2. Domestic languages

2. 1. National languages

Cameroon can be divided into four large areas in which only 9 national languages act as languages of intercommunication between the different groups that live in the country. The ATLAC (Atlas Linguistique du Cameroun, 1983) calls these languages langues véhiculaires and describes them as languages of intercommunication only at regional or provincial level (9) [see map].

-North (Fulfulde, Shua Arabic, Haussa, Kanuri, Wandala);
-Centre, south, east (Ewondo);
-Coast (Douala, Bassà);
-West (pidgin).

ATLAC (Atlas linguistique du Camerun, 1983)

atlas linguistique du Cameroun

The use of these nine languages –and of all other languages considered national– is practically reduced in everyday life to domestic situations, where individuals can be certain that the interlocutor will understand what they themselves call their patois –a type of speech considered to be socially-inferior belonging to reduced, domestic and local situations. (10)

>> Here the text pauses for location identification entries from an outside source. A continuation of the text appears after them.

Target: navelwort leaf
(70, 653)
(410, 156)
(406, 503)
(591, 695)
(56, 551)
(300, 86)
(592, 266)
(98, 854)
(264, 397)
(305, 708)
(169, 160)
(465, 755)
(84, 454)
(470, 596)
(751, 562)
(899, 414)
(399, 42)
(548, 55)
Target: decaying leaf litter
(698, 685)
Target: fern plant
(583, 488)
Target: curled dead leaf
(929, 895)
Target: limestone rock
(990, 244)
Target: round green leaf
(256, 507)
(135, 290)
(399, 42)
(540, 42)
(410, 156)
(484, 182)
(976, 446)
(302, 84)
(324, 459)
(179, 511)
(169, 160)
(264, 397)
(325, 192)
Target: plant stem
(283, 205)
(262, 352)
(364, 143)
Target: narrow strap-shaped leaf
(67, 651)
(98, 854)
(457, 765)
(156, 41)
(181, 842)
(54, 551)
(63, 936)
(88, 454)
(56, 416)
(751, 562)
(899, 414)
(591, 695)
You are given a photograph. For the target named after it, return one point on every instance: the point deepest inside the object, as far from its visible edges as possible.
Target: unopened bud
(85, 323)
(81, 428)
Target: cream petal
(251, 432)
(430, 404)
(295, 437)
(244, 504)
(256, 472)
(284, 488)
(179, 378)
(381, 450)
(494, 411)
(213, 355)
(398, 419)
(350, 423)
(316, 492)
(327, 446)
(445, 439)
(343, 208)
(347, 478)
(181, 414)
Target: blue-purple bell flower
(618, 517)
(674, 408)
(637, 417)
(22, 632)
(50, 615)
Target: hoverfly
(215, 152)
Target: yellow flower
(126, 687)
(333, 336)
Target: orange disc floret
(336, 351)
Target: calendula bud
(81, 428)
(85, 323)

Here, an example would be the scant use of these languages in the mass media; only certain radio stations, such as Radio Centre in Yaounde, broadcast programmes in native languages (Bulu, Eton or Ewondo), but neither the press nor the television make habitual use of them.

The country’s wide variety of languages has determined a language policy favouring the generalised use of a foreign language (French or English) as the language of intercommunication, even in domestic situations.

2. 2. The official language as a language of intercommunication

According to the results of a survey conducted during the 2000-2001 academic year, (11) on primary-school pupils, the percentage of use of national languages in domestic situations reached 83%, whilst the same survey at secondary level, on pupils aged just four years older, saw this percentage reduced to 38%.

Some of the factors directly influencing this progressive renunciation of national languages include the rural exodus and subsequent increase in the number of families made up of members from different ethnic groups, who choose English or French as their domestic language.